ThinkPad notebooks have always been aspirational items for mobile users since their pricing typically meant only professionals were granted access. Things should have changed with the Ultrabook generation and indeed the X1 Carbon is clearly more affordable than previous ThinkPad thin and light offerings but that doesn’t mean it is inexpensive. Quite the contrary. It is one of the highest priced Ultrabooks currently available and while the price premium has translated into a bevy of useful features and astounding build quality, it still stumbles in certain areas.

The most egregious error committed this time around is the X1 Carbon’s screen. The matte coating is a dream come true in a world of highly reflective idiocy but a “screen door” effect between individual pixels results in picture quality that borders on embarrassing. Battery life was on the disappointing side as well but that’s likely a byproduct of the X1’s diminutive form factor limiting cell capacity rather than a misstep on Lenovo’s part. The fingerprint reader could have been placed better, another USB port would have been useful, some areas of the chassis get quite hot and there’s some third party software eating up precious storage space but other than the panel issue, there are very few true issues here.
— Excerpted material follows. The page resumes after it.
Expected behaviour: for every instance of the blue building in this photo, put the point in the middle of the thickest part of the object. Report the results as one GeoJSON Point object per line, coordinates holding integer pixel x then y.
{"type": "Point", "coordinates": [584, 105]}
With innovative features like RapidCharge, a spectacular keyboard, extreme portability, a matte screen and a design that will surely have everyone salivating, the X1 Carbon has a lot to offer. Indeed, its beauty is more than skin deep; performance is top notch for an Ultrabook and thermals are relatively well managed. Regardless of its premium price, people will find this new ThinkPad fits their needs perfectly but poor quality screen prevents it from receiving our highest accolades. Should you be able to look beyond that, this is one of the best thin and light notebooks currently available and it brings home our Dam Innovative award.